Sous la régence de la mère du duc Vittorio Amedeo II, le Piemont traverse une période de faible propérité économique ; les nobles devant accueillir le nouveau souverain dans leurs maisons cherchent donc à paraître tout en maîtrisant les coûts d'hospitalité. Appréciant le nouveau tissu, durable et économique, ils le commandent en grande quantité pour recouvrir fauteuils, lits, canapés et petits tabourets.

Pour l'embellir, la toile est brodée avec des fils de laine dans les tons bleu Savoie, bordeaux, jaune or, rose, vert.

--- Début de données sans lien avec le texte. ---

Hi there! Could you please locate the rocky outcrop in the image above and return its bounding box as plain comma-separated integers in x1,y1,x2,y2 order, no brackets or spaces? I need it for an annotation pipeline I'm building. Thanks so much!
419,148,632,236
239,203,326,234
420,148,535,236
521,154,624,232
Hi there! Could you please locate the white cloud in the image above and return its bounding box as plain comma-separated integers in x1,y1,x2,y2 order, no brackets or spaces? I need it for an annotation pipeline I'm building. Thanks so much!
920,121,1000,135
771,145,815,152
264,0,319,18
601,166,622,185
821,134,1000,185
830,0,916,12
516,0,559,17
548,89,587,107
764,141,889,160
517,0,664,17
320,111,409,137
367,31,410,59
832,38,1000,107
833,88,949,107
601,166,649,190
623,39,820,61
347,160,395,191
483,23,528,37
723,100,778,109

Pour ce qui est de son évolution

➤ XVIIe siècle : la broderie est entièrement exécutée au point de chaȋnette, le motif est symétrique, ornementé de tréillages légers inspirés de l'art des jardins 

➤ XVIIe-XVIIIe siècle : le point de chaȋnette est toujours présent ainsi que la symétrie, les sujets floraux sont travaillés au passé empiétant avec l'introduction de nouvelles couleurs, le style baroque est enrichi de nouveaux éléments tels que les coquillages.

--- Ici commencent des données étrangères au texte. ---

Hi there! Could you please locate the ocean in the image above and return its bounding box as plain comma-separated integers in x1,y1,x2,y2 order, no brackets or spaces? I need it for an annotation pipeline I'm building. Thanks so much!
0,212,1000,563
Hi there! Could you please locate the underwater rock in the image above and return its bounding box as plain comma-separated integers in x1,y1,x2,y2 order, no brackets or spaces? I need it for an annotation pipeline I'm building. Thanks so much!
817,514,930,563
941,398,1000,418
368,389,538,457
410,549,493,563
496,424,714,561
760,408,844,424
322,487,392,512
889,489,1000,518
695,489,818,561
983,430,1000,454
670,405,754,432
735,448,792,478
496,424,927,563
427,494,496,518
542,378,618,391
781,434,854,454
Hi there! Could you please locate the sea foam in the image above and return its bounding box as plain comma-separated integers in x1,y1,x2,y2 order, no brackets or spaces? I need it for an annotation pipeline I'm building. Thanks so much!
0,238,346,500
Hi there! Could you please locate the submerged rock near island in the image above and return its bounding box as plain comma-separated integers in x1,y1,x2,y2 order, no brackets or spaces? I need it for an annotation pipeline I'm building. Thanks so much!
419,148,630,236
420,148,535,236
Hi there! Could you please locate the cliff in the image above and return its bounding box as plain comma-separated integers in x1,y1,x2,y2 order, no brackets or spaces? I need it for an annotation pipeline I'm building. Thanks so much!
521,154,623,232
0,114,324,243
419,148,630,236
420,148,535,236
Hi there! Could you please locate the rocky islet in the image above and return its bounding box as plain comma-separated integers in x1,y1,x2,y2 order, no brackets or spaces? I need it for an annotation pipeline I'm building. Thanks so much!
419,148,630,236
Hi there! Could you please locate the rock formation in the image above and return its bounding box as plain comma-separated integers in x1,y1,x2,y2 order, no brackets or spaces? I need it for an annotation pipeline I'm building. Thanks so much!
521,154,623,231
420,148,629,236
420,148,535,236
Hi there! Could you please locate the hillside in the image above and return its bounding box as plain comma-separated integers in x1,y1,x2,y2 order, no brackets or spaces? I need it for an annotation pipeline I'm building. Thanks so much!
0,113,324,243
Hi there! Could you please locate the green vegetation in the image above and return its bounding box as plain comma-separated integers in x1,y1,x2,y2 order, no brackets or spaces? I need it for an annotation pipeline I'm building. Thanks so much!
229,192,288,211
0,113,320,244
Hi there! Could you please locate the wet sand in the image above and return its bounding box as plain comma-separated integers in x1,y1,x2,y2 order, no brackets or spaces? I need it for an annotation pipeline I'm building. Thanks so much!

➤ XVIIIe siècle : insertion de nouveaux sujets comme les fruits, les rubans, style rococo

➤ XVIIIe-XIXe siècle : ajout du passé plat dans les motifs floraux, du point de tige. Les motifs sont plus libres.

La Bandera est un fait de prestige, pour toute bonne famille, devant la noblesse et par la suite, dans la bourgeoisie piemontaise. Cela devient le cadeau à offrir, conçu pour durer dans le temps. Le dessus de lit de mariage est un exemple.

Mais, après tant de succès, cette broderie décline. La Seconde Guerre monsiale provoque la fermeture de nombreux ateliers et écoles transmettan t cet art. Dans les années 1990,  grâce à la passion de la comtesse Maria Consolata Parlormo, la Bandera reprend vie. La nécessité de restaurer un lit à baldaquin la met sur la trace de brodeuses âgées, qui, après la restauration, ont été convaincues de transmettre leur savoir-faire.

Les écoles de broderie Bandera sont désormais nombreuses.

                                                 

 

 

 

La vie est une assez mauvaise étoffe 
dont la broderie fait tout le prix ".